CMD ["python", "app.py"]  # Fails: no dependencies!

# Fix: copy dependencies
FROM python:3.6-slim
COPY --from=builder /root/.local /root/.local
COPY app.py .
CMD ["python", "app.py"]

2. Using wrong architecture

# Bug: building on Mac, deploying to Linux
FROM alpine
COPY --from=builder /app/binary .

# Fix: specify target OS
RUN CGO_ENABLED=0 GOOS=linux go build -o binary .

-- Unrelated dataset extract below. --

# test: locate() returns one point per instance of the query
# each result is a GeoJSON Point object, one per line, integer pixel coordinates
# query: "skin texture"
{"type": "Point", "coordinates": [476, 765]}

3. Missing runtime dependencies

# Bug: binary needs libc
FROM scratch
COPY --from=builder /app/binary .
CMD ["./binary"]  # Fails: no libc!

# Fix: use alpine or install dependencies
FROM alpine
RUN apk --no-cache add ca-certificates
COPY --from=builder /app/binary .
CMD ["./binary"]

Monitoring Image Sizes

I created a script to track image sizes:

#!/bin/bash
# check-image-sizes.sh

echo "Image Sizes:"
docker images --format "table {{.Repository}}\t{{.Tag}}\t{{.Size}}" | \
  grep -E "myapp|myservice" | \
  sort -k3 -h

Output:

REPOSITORY          TAG       SIZE
myapp/api           latest    15MB
myapp/user          latest    250MB
myapp/frontend      latest    80MB

I run this in CI to alert on size increases:

# .gitlab-ci.yml
check-size:
  script:
    - docker build -t myapp:$CI_COMMIT_SHA .
    - SIZE=$(docker images myapp:$CI_COMMIT_SHA --format "{{.Size}}")
    - echo "Image size: $SIZE"
    - if [ "$SIZE" > "100MB" ]; then echo "Warning: Image too large"; fi

Future: BuildKit

Docker 18.09 will introduce BuildKit with even better caching and parallelization. I’m excited to try it.

Conclusion

Multi-stage builds are a game-changer. They make images smaller, more secure, and faster to deploy.

Key takeaways:

  1. Use multi-stage builds for all production images
  2. Use slim/alpine base images
  3. Copy only what you need to production
  4. Order Dockerfile layers by change frequency
  5. Monitor image sizes in CI

Our deployment pipeline is now faster, our registry has more space, and our security posture is better.

If you’re not using multi-stage builds yet, start today. Your future self will thank you.